While the human genome was sequenced many years ago, there was and still is so much to learn about it beyond just its sequence, like how its structure influences gene expression, how it's affected by chemical tags that can be added to or removed from DNA, or what the portions of the genome that do not code for protein are supposed to do. We now know that around 98 percent of the human genome does not code for protein. But scientists are starting to learn more about these non-coding regions, which were once written off as junk.
Reporting in Nature, researchers have now created EpiMap (Epigenome Integration across Multiple Annotation Projects). This catalog of epigenetic marks can show what genes are active or inactive in different cell types and was created using an analysis of 833 tissues and cell types. The scientists were able to identify groups of regulatory features that influence biological processes and have proposed potential impacts for around 30,000 genetic variants that have been associated with 540 traits.
"What we're delivering is really the circuitry of the human genome. Twenty years later, we not only have the genes, we not only have the noncoding annotations, but we have the modules, the upstream regulators, the downstream targets, the disease variants, and the interpretation of these disease variants," said the senior study author Manolis Kellis, a professor of computer science, a member of MIT's Computer Science and Artificial Intelligence Laboratory and of the Broad Institute of MIT and Harvard.
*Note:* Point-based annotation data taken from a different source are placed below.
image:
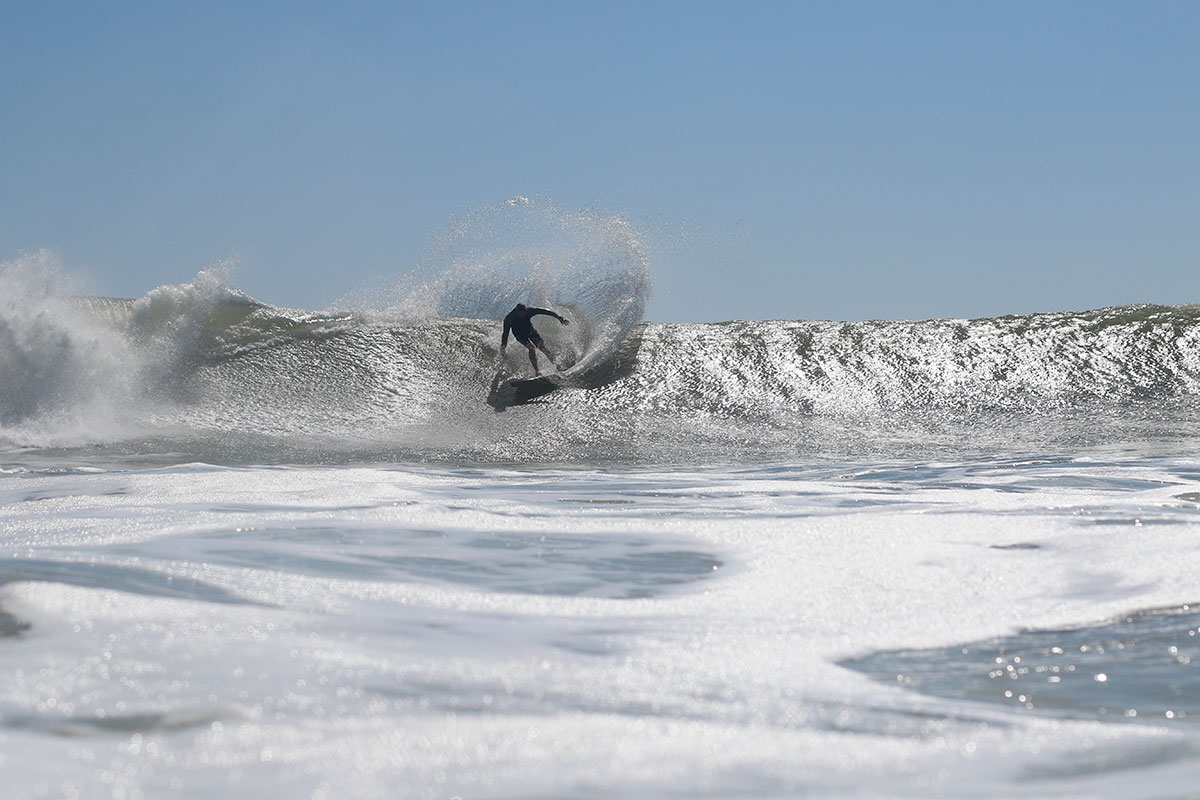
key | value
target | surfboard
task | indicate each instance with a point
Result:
(509, 390)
Some of the known epigenetic marks are histone modifications, methyl groups, or the accessibility of regions of DNA (based on how the DNA is organized in three dimensions in the nucleus of a cell). Epigenetic features help control gene activity.
"Epigenomics directly reads the marks used by our cells to remember what to turn on and what to turn off in every cell type, and in every tissue of our body. They act as post-it notes, highlighters, and underlining," Kellis explained. "Epigenomics allows us to peek at what each cell marked as important in every cell type, and thus understand how the genome actually functions."
The genes that are active in a cell determine its role and identity, so mapping epigenetic marks can reveal more about how the biology of a cell is controlled. Some epigenetic features can promote gene activity and are known as enhancers while others known as repressors can reduce gene activity.
In this work, the researchers analyzed 833 samples that represented a diverse group of tissue types and integrated available data into their maps. Over 2 million enhancer sites have now been annotated, representing around 13 percent of the genome. The researchers grouped them based on their patterns of activity, and connected them to pathways they influence, their regulators, and the sequences that mediate this activity. The scientists also predicted the about 3 million links between genes and their control elements, which creates the most current and comprehensive map of human gene circuits.
This research may help scientists learn more about the effect of genetic variants that have been linked to diseases, but which sit in regions of DNA that do not code for protein. Around 93 percent of the disease-associated genetic variants that have been identified by genome-wide association studies (GWAS) sit in noncoding regions. We still know very little about the collective effect of all these noncoding regions in different tissues.
This study can help us begin to learn about the effects of these variants; already, the researchers have provided mechanistic possibilities for over 30,000 noncoding GWAS variants, and suggested that some characteristics or diseases are influenced by enhancers that affect many kinds of tissue.
"We hope that our predictions will be used broadly in industry and in academia to help elucidate genetic variants and their mechanisms of action, help target therapies to the most promising targets, and help accelerate drug development for many disorders," concluded Kellis.